C’est précisément la finalité du Tampon – protéger le goulot contre les perturbations dans le flux de travail amont, aplanir les variations et prélever des tranches de travail de la file d’attente, selon la quantité et la vitesse précisément requises pour une efficacité maximale:
La mise en oeuvre des principes du flux requiert l’adoption d’une certaine philosophie de gestion, à savoir:
«Aucune entreprise ne devrait prendre plus de travail que son goulot ne peut traiter.»
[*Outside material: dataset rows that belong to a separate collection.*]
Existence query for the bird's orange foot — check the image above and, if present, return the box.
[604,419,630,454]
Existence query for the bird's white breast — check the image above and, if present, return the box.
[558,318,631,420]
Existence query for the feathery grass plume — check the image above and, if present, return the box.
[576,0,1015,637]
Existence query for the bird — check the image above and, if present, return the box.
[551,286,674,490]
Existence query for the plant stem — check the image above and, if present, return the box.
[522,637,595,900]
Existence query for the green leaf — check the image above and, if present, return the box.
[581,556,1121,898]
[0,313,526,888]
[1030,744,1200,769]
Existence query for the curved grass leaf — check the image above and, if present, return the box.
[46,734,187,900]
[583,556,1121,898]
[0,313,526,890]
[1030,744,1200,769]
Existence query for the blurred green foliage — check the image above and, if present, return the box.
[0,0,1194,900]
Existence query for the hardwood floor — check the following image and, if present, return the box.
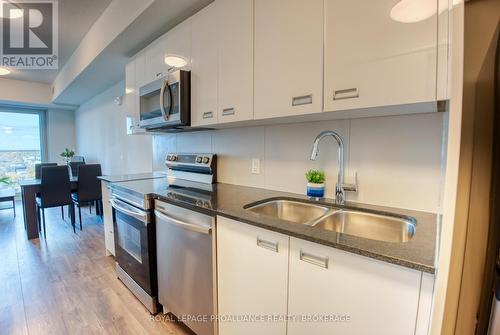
[0,202,189,335]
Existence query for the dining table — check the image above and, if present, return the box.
[19,177,78,240]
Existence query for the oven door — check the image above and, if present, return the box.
[110,198,156,296]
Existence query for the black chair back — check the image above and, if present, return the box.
[40,165,72,208]
[78,164,102,202]
[35,163,57,179]
[69,162,85,177]
[71,156,85,163]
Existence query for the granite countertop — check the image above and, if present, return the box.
[98,172,166,183]
[112,178,439,274]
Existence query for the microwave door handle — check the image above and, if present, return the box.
[109,199,148,225]
[160,80,173,120]
[155,210,212,234]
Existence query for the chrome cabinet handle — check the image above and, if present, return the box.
[109,199,148,226]
[155,210,212,234]
[333,87,359,100]
[300,249,328,269]
[292,94,312,106]
[222,107,235,116]
[257,236,279,252]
Le rôle du management est de déterminer la capacité du goulot, de la remplir, puis de refuser tout lancement de nouveau projet avant que l’un des projets en cours ne soit terminé.
En d’autres termes:
«Pour exploiter pleinement une partie donnée d’un système (le goulot), toutes les autres parties doivent être surcapacitaires.»
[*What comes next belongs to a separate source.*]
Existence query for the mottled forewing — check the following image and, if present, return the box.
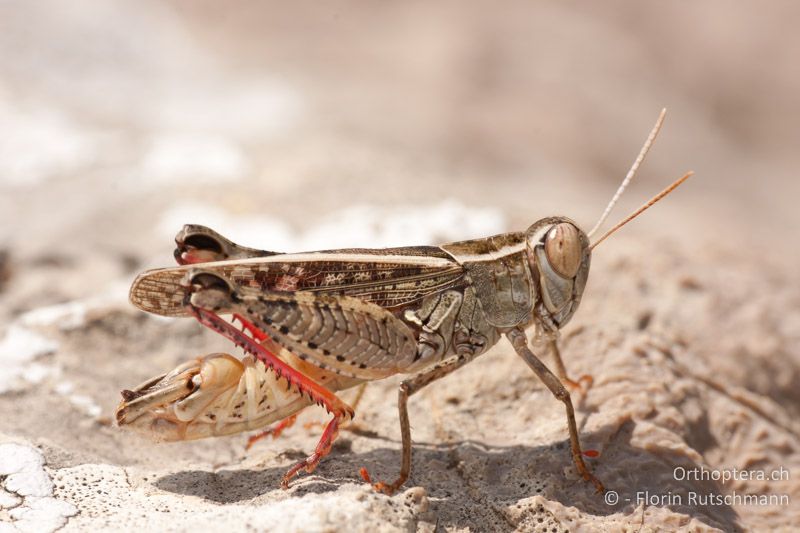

Ceci est en contradiction directe avec la règle universelle du lieu de travail moderne: «Restez Tous Occupés», autrement dite «Utilisez Toute la Capacité Disponible».
C’est la raison pour laquelle Goldratt a désigné cette maxime de surcapacité comme représentant probablement, à elle seule, le plus important changement de paradigme requis de la part du management pour adopter la Théorie des Contraintes.
La conséquence de l’ignorance de ces principes est familière à de nombreuses organisations. Si une personne révèle ou même suggère qu’elle n’a pas assez de choses à faire, nous lui TROUVONS quelque chose à faire. Si nous ne trouvons rien à lui faire faire, nous nous en séparons. Donc, bien sûr, personne n’a jamais «rien à faire». Toute capacité excédentaire qui pourrait se créer est cachée, masquée dans le brouillard du travail de remplissage, la nature ayant horreur du vide. Et ensuite, lorsqu’une véritable opportunité de travail à valeur ajoutée se manifeste, tout le monde est «occupé».
En voyant le personnel à court de temps, la direction en conclut que le problème doit relever d’un «manque de capacité» et embauche encore plus de personnes, qui finissent par faire encore plus de travail de remplissage. A défaut de comprendre la cause racine du problème, ces nouvelles recrues ne font qu’aggraver le problème, manifestant ainsi la loi de Brooks:
«Ajouter des personnes à un projet en retard, ne fait que le ralentir.»
Ironiquement, c’est en empêchant les personnes d’être surcapacitaires que l’entreprise se retrouve avec considérablement plus de capacité excédentaire que jamais.
La puissance du DBR est qu’il ne s’embarrasse pas de graphiques complexes, ne repose pas sur une surveillance systématique, ni ne détaille précisément la manière dont le travail doit être effectué. Au lieu de cela, il se concentre sur la dynamique du système – en actionnant 3 leviers temporels et leurs boucles de rétroaction – afin d’équilibrer le flux, plutôt que la capacité.